I'm happy to see that these women now have a lawyer fighting for them -- Glen T. Jones, who is accusing the LAPD of "street justice."
Quoted in the local paper, The Daily Breeze, Jonas says:
"I don't want to beat the war drum here, but they didn't make any attempt to match the description and they used deadly force without giving anyone in that car an opportunity to surrender," Jonas said. "You have two basic violations of protocol and the result is that because of that, they are endangering citizens."Edited to add this, which sounds like it could be from 'The Onion,' but it's not. LAPD Police Chief apologizes to the women and offers them a new truck. Do they really think that will make everything alright?
"It's obvious that police wanted to execute this guy," Jonas said. "They forgot the reason there are rules of engagement. Thank God nobody is dead. It's street justice.

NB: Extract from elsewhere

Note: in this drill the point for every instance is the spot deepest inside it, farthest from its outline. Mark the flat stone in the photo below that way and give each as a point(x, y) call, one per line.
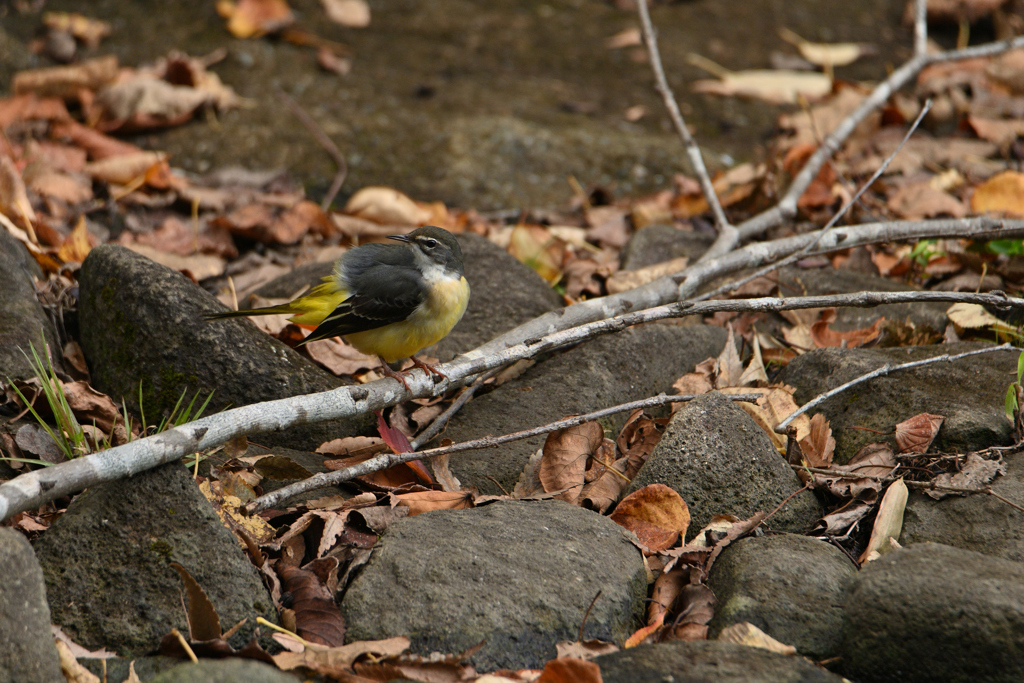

That's always unacceptable."
Jonas said that although he understands it was before dawn, the women were driving a "really bright, super shiny royal blue" Toyota Tacoma, nothing like Dorner's truck.
Jonas described the women as members of a hardworking South Bay family who "work a number of jobs to make ends meet."
Jonas said he did not know if a lawsuit was forthcoming.
"I expect the city to own up to what happened," he said. "You couldn't have a more blatant example of excessive force in violation of someone's civil rights."